Producers will go through the applications and schedule appointments with chefs they would like to meet while they’re in town.

Bangor Savings Bank opens new branch on Allen Avenue

Bangor Savings Bank completed the next step of its Greater Portland expansion Friday with the opening of a branch at 320 Allen Ave.

In May, the bank announced a $4 million expansion into southern Maine that included three new branches in Portland and one in Falmouth.

Bangor Savings is the largest Maine-based bank, with assets of more than $2.3 billion.

Maine oceanographer leads climate-change expedition

Oceanographers from Maine are part of a 23-member team studying the effects of climate change on marine life in the South Atlantic.

Barney Balch from the Bigelow Ocean Sciences Laboratory in Boothbay Harbor is heading the expedition aboard the research vessel Melville.

The ship is crossing 7,000 miles of ocean from Chile to South Africa to investigate the effects of ocean acidification on the Southern Hemisphere’s largest recurring phytoplankton bloom.

Balch told the Maine Public Broadcasting Network that ocean waters are becoming more acidic as carbon dioxide builds in the atmosphere and is absorbed into the ocean.

But he said the full effects of the acidification are not yet known.
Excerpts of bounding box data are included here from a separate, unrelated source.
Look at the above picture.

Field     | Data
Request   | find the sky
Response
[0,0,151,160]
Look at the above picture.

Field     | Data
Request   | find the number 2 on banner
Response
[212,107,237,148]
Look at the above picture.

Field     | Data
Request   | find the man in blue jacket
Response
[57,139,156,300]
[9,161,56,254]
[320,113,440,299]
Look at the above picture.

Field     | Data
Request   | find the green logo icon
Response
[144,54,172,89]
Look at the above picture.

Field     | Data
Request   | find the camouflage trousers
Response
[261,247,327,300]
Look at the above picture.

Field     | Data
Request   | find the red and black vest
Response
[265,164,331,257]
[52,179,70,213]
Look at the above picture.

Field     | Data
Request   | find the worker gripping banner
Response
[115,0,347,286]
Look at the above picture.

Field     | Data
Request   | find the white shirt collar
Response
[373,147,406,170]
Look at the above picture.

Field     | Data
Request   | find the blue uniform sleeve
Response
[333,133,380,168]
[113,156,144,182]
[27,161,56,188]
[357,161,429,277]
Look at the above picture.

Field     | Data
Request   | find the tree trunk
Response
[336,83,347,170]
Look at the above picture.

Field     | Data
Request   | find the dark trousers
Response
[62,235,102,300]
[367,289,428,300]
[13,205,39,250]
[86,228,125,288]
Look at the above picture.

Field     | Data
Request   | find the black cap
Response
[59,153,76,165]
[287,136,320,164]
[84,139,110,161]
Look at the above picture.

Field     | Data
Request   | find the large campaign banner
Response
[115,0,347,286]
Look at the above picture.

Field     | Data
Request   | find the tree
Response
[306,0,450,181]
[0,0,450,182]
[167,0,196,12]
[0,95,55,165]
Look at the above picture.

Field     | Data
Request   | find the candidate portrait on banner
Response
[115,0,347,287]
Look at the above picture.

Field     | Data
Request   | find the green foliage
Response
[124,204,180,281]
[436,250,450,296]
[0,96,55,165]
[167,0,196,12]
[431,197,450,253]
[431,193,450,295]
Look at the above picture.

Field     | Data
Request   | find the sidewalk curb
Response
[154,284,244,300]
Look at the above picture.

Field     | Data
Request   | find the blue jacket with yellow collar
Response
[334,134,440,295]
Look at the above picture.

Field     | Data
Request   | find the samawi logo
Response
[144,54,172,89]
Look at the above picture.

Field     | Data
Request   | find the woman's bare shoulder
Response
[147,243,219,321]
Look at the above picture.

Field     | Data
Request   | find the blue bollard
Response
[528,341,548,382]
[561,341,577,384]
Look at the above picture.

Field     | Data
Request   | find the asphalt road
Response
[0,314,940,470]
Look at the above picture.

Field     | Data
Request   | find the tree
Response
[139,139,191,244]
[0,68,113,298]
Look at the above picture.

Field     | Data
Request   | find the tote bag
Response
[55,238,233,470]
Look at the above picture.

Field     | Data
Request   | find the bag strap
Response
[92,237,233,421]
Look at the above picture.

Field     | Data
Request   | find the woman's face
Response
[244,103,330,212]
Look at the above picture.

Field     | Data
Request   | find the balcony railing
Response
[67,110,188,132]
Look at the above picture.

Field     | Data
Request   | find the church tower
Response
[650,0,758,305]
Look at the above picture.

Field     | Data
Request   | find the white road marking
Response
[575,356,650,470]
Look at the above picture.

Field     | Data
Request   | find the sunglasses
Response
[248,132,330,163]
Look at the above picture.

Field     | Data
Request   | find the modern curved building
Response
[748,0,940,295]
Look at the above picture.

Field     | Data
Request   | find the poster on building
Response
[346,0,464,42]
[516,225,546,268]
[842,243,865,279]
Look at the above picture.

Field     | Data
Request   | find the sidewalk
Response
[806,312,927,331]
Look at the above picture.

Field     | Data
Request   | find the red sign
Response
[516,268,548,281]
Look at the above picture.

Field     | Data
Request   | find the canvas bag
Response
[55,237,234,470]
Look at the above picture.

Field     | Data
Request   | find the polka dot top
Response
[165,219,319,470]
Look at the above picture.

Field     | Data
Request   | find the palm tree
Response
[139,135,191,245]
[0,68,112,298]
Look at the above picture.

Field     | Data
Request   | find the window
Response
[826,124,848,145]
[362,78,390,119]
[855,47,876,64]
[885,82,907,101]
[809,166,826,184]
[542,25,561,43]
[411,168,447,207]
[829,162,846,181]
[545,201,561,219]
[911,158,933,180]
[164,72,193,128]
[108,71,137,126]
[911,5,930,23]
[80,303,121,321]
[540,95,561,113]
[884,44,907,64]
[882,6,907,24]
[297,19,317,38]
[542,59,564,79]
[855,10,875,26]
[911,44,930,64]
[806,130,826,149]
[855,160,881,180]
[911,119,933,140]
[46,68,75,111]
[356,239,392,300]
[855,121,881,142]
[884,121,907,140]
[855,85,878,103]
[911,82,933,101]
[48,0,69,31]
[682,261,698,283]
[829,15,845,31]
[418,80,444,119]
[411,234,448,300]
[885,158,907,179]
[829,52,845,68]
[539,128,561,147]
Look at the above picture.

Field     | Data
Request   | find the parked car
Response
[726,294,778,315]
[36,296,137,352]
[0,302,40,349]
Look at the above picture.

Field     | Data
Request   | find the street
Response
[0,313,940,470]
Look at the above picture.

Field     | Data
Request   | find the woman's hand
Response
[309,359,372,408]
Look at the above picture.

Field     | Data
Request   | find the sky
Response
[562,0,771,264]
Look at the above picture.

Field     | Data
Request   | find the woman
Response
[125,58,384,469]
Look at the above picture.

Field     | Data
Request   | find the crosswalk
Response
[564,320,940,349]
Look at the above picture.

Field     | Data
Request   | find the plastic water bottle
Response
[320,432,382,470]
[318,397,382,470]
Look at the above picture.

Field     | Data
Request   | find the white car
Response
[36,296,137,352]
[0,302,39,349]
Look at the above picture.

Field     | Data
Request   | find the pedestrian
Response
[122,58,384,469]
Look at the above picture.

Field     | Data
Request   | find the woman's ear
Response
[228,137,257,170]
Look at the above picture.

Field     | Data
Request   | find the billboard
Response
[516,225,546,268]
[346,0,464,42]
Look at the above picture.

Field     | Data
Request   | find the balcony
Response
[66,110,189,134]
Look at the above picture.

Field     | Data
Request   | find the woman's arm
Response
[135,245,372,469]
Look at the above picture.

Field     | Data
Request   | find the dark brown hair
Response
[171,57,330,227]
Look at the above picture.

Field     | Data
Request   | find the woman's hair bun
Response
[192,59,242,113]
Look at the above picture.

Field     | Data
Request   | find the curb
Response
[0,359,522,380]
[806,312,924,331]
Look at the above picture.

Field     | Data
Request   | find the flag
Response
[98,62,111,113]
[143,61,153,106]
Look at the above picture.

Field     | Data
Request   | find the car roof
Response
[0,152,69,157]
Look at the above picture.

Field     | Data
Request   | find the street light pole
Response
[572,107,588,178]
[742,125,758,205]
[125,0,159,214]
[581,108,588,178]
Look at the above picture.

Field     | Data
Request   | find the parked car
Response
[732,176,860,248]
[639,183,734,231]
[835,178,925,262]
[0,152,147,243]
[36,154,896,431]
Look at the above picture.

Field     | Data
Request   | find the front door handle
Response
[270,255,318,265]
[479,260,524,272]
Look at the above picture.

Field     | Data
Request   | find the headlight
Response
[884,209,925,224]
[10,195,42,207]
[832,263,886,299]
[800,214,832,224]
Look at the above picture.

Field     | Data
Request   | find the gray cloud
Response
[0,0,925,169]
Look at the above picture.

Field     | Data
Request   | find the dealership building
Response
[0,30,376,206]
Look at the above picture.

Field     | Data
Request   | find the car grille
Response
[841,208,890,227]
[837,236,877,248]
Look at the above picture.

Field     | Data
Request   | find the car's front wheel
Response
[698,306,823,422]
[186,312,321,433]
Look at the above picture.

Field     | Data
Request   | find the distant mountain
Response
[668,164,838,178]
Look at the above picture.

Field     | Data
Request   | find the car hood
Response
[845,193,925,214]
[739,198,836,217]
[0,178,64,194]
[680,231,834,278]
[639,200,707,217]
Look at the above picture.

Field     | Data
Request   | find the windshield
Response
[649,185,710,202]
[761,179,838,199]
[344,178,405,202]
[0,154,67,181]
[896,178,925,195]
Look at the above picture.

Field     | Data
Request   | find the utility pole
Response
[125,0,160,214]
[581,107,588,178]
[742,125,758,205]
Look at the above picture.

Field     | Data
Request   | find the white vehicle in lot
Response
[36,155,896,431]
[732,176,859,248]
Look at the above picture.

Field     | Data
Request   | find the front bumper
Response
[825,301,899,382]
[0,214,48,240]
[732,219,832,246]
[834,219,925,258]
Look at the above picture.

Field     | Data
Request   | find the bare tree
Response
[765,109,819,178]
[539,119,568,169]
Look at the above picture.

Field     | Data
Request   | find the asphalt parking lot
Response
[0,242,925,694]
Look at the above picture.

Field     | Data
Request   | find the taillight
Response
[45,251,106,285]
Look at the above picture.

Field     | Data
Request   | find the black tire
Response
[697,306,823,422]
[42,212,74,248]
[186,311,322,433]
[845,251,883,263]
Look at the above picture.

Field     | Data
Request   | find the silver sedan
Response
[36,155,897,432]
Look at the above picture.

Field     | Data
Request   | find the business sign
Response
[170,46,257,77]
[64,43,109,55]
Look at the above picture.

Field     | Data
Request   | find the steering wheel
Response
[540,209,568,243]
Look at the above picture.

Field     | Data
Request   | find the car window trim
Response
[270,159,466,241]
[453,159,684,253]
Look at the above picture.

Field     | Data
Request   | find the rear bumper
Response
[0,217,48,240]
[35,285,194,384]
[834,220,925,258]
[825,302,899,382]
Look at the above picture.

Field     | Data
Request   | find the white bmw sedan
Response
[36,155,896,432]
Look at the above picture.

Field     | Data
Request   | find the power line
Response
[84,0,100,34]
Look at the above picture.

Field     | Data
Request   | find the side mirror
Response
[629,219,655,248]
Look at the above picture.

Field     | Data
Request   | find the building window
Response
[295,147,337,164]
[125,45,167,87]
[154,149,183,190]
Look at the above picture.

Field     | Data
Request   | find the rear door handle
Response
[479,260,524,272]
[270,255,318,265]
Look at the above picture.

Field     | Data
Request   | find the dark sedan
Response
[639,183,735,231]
He said the findings will be written up next year.

NEWRY

Disabled military personnelhit slopes at Sunday River

Twenty-five disabled military personnel, most of them injured in combat in Iraq and Afghanistan, are in Maine to ski at Sunday River.

Veterans No Boundaries is a program of Maine Handicapped Skiing that provides recreational activities for veterans and active-duty personnel with physical disabilities.

The event, from Friday through Sunday, is held twice a year to help veterans return to a sport or try a new sport after becoming disabled.